Voorts is een dergelijke vergunning niet nodig wanneer van de deelnemers een wetenschappelijke,
kunstzinnige of technische prestatie wordt verwacht. Vergunning kan verder alleen
worden verleend voor gelegenheden, ‘opengesteld teneinde met de opbrengst enig algemeen
belang te dienen.’
Waardering: B 5
(91.)
Handeling: Het voorbereiden van Koninklijke Besluiten waarbij nadere regels worden
gegeven met betrekking tot prijsvragen waarvoor een vergunning is verleend alsmede
over de voorwaarden die aan een dergelijke vergunning worden verbonden
Periode: 1964–
Grondslag: Wet op de kansspelen, art. 6 en 29 (Stb. 1964, 483)
Product: Kansspelenbesluit (Stb. 1964, 509) en (Stb. 1997, 616)
Waardering: B 5
(92.)
Handeling: Het opstellen van de voorschriften die worden verbonden aan een vergunning
voor het houden van prijsvragen
Periode: 1961–
Grondslag: Loterijwet, art. 23, lid 1; zoals in 1961 (Stb. 1961, 312); ingetrokken
in 1964 (Stb 1964, 483)
Wet op de kansspelen, art. 5 en 29 (Stb. 483)
Waardering: B 5
Bijzondere vormen van kansspelen (winkelweekacties en kleine kansspelen)
(93.)
Handeling: Het vaststellen van het percentage waarmee de maximale waarde van de prijzen
bij winkelweekacties en kleine kansspelen wordt verhoogd
Periode: 1974–
Grondslag: Wet op de kansspelen, art. 7e; zoals ingevoegd in 1974 (Stb. 1974, 441)
Product: Beschikking van de staatssecretaris van Justitie van 31 oktober 1994 (Stcrt.
1994, 214)
Opmerking: In de wet worden zowel voor winkelacties als voor kleine kansspelen restricties
gegeven ten aanzien van de (totale) waarde van de prijzen.

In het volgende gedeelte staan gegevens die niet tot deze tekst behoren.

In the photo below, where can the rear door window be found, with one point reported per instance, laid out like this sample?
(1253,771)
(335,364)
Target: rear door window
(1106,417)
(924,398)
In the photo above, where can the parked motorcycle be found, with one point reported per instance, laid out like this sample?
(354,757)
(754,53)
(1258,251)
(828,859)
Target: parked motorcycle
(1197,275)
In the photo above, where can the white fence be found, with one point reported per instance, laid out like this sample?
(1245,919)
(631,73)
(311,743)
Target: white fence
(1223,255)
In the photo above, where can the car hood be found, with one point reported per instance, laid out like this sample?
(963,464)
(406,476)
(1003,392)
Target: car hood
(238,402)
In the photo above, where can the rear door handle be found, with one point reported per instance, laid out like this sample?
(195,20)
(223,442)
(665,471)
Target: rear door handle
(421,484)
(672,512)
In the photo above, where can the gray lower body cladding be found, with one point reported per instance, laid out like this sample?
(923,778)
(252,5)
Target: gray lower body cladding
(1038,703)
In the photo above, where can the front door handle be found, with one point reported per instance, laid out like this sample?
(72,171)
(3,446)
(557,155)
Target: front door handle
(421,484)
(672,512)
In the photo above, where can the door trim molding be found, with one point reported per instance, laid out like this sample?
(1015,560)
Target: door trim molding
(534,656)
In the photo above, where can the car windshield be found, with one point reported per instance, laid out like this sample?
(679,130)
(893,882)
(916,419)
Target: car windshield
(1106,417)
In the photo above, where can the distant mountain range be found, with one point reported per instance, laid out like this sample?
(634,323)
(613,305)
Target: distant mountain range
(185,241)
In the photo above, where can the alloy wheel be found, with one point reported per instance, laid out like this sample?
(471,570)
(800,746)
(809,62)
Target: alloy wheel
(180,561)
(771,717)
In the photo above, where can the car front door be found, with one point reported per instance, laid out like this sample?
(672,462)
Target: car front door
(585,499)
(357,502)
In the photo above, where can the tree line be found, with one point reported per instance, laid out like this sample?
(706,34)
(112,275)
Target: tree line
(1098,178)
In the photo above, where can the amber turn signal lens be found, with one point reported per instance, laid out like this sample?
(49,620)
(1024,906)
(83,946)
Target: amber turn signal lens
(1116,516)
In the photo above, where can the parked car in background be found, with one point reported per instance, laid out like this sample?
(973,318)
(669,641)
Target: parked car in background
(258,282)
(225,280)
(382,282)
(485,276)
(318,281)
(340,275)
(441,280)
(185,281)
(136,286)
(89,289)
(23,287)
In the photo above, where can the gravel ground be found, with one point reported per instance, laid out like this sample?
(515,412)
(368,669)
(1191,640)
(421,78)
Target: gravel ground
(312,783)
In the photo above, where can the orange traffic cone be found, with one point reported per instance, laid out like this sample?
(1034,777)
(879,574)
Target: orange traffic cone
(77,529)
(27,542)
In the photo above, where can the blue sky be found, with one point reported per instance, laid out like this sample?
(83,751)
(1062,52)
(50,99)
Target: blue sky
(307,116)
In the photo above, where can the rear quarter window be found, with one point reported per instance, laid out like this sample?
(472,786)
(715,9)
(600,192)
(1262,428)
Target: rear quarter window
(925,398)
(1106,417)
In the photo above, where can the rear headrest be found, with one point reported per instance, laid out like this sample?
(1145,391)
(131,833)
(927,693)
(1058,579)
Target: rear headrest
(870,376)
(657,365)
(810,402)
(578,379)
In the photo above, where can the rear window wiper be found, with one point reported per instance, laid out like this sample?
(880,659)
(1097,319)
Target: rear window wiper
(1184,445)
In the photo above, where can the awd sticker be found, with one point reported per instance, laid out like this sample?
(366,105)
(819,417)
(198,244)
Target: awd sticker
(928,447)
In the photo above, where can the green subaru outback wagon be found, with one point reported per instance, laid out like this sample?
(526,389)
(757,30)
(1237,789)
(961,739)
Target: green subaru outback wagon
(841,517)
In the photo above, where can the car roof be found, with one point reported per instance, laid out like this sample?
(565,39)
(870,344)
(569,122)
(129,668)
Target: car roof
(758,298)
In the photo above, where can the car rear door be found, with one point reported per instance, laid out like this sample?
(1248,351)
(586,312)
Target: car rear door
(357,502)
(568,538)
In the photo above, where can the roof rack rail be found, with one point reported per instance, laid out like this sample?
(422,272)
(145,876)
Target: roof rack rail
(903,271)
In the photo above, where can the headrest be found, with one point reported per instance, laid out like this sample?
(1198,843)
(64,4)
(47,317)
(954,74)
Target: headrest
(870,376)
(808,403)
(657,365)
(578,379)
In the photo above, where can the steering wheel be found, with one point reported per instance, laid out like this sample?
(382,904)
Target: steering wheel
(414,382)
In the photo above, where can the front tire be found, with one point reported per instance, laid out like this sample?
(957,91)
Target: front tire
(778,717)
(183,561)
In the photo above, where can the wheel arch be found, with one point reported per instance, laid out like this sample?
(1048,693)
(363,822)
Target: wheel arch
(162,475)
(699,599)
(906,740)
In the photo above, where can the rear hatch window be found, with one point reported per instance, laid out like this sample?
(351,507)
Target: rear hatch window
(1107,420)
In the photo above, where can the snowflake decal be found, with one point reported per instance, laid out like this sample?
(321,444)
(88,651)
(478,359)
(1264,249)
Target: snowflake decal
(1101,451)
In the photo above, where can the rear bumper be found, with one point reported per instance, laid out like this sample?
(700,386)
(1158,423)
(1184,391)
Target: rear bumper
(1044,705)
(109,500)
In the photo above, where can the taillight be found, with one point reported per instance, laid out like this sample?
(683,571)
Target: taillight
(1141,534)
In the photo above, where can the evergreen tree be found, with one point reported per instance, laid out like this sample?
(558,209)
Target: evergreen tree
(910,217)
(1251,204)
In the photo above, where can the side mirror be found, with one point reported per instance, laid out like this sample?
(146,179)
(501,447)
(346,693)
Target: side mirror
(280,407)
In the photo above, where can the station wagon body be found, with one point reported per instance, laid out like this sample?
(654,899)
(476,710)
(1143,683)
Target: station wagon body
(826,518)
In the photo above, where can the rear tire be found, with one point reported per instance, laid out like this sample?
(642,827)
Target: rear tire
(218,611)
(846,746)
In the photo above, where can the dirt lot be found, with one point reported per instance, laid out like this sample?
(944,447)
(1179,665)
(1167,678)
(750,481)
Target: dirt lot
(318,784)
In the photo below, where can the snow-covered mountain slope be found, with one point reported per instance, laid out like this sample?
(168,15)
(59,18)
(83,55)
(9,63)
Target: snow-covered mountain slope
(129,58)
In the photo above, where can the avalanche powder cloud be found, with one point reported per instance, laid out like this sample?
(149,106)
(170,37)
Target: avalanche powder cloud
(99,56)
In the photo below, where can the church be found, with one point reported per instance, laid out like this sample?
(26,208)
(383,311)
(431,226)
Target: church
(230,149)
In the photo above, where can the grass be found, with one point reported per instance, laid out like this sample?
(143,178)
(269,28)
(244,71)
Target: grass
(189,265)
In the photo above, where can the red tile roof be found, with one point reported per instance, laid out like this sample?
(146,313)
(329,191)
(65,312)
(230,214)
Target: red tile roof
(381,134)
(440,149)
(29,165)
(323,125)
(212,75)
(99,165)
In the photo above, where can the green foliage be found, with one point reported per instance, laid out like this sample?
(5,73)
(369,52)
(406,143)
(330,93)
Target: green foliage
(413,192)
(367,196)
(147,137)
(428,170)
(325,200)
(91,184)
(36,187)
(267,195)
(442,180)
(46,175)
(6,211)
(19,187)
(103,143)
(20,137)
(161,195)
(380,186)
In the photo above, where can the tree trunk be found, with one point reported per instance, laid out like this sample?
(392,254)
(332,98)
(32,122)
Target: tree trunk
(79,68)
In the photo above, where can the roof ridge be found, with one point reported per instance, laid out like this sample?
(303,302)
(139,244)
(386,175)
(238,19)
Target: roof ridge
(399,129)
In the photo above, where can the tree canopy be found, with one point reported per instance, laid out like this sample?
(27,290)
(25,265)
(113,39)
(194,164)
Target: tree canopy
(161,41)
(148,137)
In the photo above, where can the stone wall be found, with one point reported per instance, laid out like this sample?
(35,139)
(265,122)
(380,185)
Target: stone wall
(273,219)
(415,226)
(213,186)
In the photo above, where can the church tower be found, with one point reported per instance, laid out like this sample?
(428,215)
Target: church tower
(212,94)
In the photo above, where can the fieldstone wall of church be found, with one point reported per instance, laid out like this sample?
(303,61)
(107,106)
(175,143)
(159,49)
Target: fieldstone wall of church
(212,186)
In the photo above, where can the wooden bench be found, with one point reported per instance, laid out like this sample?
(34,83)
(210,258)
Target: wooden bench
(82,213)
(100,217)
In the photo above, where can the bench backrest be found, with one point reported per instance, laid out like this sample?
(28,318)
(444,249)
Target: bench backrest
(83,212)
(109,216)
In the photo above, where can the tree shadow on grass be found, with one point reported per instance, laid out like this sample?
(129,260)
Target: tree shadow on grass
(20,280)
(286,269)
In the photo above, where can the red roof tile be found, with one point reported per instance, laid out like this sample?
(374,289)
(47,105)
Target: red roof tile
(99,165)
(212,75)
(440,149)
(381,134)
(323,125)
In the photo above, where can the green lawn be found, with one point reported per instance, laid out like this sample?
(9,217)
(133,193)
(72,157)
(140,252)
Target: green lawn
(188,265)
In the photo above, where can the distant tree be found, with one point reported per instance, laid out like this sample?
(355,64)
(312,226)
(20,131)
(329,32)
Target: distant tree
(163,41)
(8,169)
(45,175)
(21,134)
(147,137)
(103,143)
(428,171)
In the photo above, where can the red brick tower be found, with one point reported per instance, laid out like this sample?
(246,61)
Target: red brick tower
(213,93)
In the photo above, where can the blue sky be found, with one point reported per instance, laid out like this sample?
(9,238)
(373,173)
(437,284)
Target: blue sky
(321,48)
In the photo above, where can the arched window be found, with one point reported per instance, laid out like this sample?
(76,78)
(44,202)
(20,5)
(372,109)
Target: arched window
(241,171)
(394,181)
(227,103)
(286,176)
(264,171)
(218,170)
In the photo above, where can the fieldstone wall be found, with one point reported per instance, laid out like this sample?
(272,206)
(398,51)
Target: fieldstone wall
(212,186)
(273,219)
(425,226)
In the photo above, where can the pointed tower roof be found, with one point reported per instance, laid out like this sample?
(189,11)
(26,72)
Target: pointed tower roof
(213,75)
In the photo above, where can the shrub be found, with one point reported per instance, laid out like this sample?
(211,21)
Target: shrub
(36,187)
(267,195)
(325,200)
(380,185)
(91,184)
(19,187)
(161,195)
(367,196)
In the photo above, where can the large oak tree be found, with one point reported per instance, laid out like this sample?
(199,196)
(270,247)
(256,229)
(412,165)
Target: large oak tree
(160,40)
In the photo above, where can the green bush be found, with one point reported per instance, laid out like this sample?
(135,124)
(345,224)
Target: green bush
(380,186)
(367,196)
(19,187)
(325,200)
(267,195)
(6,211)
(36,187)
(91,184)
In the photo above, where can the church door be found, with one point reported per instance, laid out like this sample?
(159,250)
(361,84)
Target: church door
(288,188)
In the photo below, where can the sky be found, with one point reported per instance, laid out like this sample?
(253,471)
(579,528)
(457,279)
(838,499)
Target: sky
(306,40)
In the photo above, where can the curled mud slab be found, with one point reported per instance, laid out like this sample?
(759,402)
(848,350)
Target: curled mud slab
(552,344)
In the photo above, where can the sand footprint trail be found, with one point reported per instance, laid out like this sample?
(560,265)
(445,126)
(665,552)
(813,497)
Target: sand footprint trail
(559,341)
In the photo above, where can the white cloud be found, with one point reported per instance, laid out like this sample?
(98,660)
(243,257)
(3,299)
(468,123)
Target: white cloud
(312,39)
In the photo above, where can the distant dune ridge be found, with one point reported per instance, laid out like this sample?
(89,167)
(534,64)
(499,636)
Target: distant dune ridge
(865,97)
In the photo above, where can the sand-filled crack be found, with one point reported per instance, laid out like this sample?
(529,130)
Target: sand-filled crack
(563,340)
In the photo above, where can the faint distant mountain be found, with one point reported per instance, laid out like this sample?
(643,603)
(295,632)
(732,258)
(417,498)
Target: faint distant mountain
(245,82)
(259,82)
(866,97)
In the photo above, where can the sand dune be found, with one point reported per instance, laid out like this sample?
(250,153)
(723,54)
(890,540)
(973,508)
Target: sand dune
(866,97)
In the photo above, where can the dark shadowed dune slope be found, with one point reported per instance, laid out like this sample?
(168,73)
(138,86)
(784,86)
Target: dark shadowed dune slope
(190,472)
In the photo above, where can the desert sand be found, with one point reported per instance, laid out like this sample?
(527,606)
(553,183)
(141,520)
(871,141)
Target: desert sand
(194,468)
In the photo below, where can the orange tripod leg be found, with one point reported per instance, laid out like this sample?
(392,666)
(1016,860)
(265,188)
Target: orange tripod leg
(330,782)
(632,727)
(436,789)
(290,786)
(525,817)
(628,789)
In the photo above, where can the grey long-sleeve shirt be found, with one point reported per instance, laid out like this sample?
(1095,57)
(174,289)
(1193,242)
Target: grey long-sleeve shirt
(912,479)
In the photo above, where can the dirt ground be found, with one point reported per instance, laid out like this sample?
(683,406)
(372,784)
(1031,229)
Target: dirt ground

Wanneer in een jaar het
prijsindexcijfer van de gezinsconsumptie ten minste tien procent afwijkt van het indexcijfer
van het jaar waarin de genoemde bedragen zijn vastgesteld, schrijft de wet voor dat
de maxima worden aangepast. De Minister van Justitie bepaald dan de mate waarin dit
gebeurt.
Waardering: B 5
(94.)
Handeling: Het voorbereiden van algemene maatregelen van bestuur waarbij het bedrag
wordt vastgesteld dat wordt betaald bij de aanvraag van een vergunning voor het houden
van een winkelweekactie
Periode: 1974–
Grondslag: Wet op de Kansspelen, art. 7b, lid 7; zoals ingevoegd in (Stb. 1974, 441)
Product: Besluit van 17 augustus 1974 tot vaststelling van het bedrag bedoeld in artikel
7b, zevende lid, van de Wet op de kansspelen (Stb. 1974, 476)
Beschikking van de Staatssecretaris van Justitie van 31 oktober 1994 (Stcrt. 1994,
214)
Waardering: V 10 jaar
(95.)
Handeling: Het voorbereiden van algemene maatregelen van bestuur waarbij vormen van
kansspel worden aangewezen als een klein kansspel
Periode: 1974–
Grondslag: Wet op de kansspelen, art. 7d; zoals ingevoegd in 1974 (Stb. 1974, 441)
Product: AMvB
Waardering: B 5
De Staatsloterij
Algemeen (1945–)
(109.)
Handeling: Het geven van nadere regels ten aanzien van de inrichting van de Staatsloterij
Periode: 1951–1992
Grondslag: Loterijwet, art. 7, lid 4; art. 8 lid 1; art. 9 lid 1; art. 11, lid 3;
zoals ingevoegd in (Stb. 1950, K619); vervallen in 1964 (Stb. 1964, 483)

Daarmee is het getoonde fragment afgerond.